July has been an amazing month in Greenland. The Petermann Glacier has given birth to another huge ice island — taking its terminus further back up its fjord than at any time in the last 100 years (at least), record high temperatures have been recorded at the summit of the ice sheet at 3,200 meters, initiating surface melt over the whole vast sheet, ice sheet albedo has plummeted, and the Jakobshavn Isbrae’s calving front has retreated into the ice sheet.

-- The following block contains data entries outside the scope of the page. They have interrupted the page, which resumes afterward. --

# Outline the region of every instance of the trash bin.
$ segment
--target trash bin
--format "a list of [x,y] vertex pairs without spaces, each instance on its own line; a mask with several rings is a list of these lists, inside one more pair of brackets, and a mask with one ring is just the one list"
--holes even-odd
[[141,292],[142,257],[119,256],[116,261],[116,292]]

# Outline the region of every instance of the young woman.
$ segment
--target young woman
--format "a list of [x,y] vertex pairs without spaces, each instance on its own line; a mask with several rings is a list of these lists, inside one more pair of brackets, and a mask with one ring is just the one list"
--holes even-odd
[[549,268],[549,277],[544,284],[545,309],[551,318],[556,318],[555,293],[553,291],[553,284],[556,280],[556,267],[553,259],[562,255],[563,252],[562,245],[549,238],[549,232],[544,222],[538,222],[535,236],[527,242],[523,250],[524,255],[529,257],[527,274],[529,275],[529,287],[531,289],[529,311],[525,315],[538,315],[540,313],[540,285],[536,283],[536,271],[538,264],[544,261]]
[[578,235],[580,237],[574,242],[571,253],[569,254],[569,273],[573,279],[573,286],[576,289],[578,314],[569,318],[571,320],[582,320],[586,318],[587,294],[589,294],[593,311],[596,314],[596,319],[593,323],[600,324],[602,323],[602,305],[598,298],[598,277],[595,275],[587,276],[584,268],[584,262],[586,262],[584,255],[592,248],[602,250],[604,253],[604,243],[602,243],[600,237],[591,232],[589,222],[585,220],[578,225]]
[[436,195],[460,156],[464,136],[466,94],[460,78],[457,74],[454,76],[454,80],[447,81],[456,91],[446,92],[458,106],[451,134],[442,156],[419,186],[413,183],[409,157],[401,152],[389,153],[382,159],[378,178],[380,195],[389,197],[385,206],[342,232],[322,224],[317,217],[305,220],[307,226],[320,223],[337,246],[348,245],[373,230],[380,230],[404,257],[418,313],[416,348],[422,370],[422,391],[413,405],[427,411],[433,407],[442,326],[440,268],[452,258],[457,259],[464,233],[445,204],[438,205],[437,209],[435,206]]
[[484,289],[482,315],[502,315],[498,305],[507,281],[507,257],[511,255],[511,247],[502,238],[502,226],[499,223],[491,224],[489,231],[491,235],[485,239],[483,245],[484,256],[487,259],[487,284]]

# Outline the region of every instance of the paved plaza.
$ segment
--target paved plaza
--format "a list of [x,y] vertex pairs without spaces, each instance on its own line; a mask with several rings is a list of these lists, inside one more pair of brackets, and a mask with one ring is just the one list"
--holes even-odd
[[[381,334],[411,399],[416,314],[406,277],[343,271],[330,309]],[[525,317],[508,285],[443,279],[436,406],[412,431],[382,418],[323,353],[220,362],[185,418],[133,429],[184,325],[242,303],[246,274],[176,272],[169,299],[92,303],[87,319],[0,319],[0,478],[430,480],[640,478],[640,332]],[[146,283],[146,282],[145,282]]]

The best coverage of the Petermann event, as on most matters to do with the Arctic summer and sea ice melting season is to be found at Neven’s Arctic Sea Ice blog. It’s well worth reading the comments under the Petermann post there, to get a really informative picture of what’s being going on. Here’s a description by Dr Andreas Muenchow1 of what the calving would have been like:
I described the Petermann calving to some media folks as a gentle and very quiet affair similar to a rubber duckie pushed out to sea from the deck of a flat pool.
Some duckie, some pool…
Further south, the the “root” of the Jakobshavn Isbrae has enlarged significantly, with the calving front of Greenland’s most productive glacier retreating further into the ice sheet. The “blink” image I’ve cobbled together (left) shows day 203 of this year compared with day 202 of last year2. The difference is large and very obvious. Greenland specialist Dr Jason Box was flying out of Ilulisat shortly after the retreat earlier this month, and snapped the photo below out of the window of his plane. As he commented on Facebook, it looks like the glacier has divided into two streams.
Up at the summit of the Greenland ice sheet at 3,200 metres, a new high temperature record of 3.6ºC was set on July 16, hard on the heels of four days in row of temperatures above freezing, from July 11 to 14. Considering that temperatures above zero had only been recorded four times in the preceding 12 years, this amounted a remarkable heatwave, and triggered an astonishing melt record.
This NASA graphic shows how the melting surface, shown in shades of red, spread over the whole surface of the ice sheet from July 8 to July 12. This amounts to “the largest extent of surface melting observed in three decades of satellite observations”, according to NASA. The last such melting event occurred in 1889, and ice cores show that they occur every 150 to 250 years. However, given the steady increase in melt area over the last decade, and the precipitous drop in ice sheet albedo (see below), especially at high altitudes, it may not be 150 years before such a melt happens again.
The last time I looked at this extraordinary summer in Greenland, it was to report Jason Box‘s view that “it is reasonable to expect 100% melt area over the ice sheet within another similar decade of warming”. It took two weeks to come true. Forgive me if I find that alarming.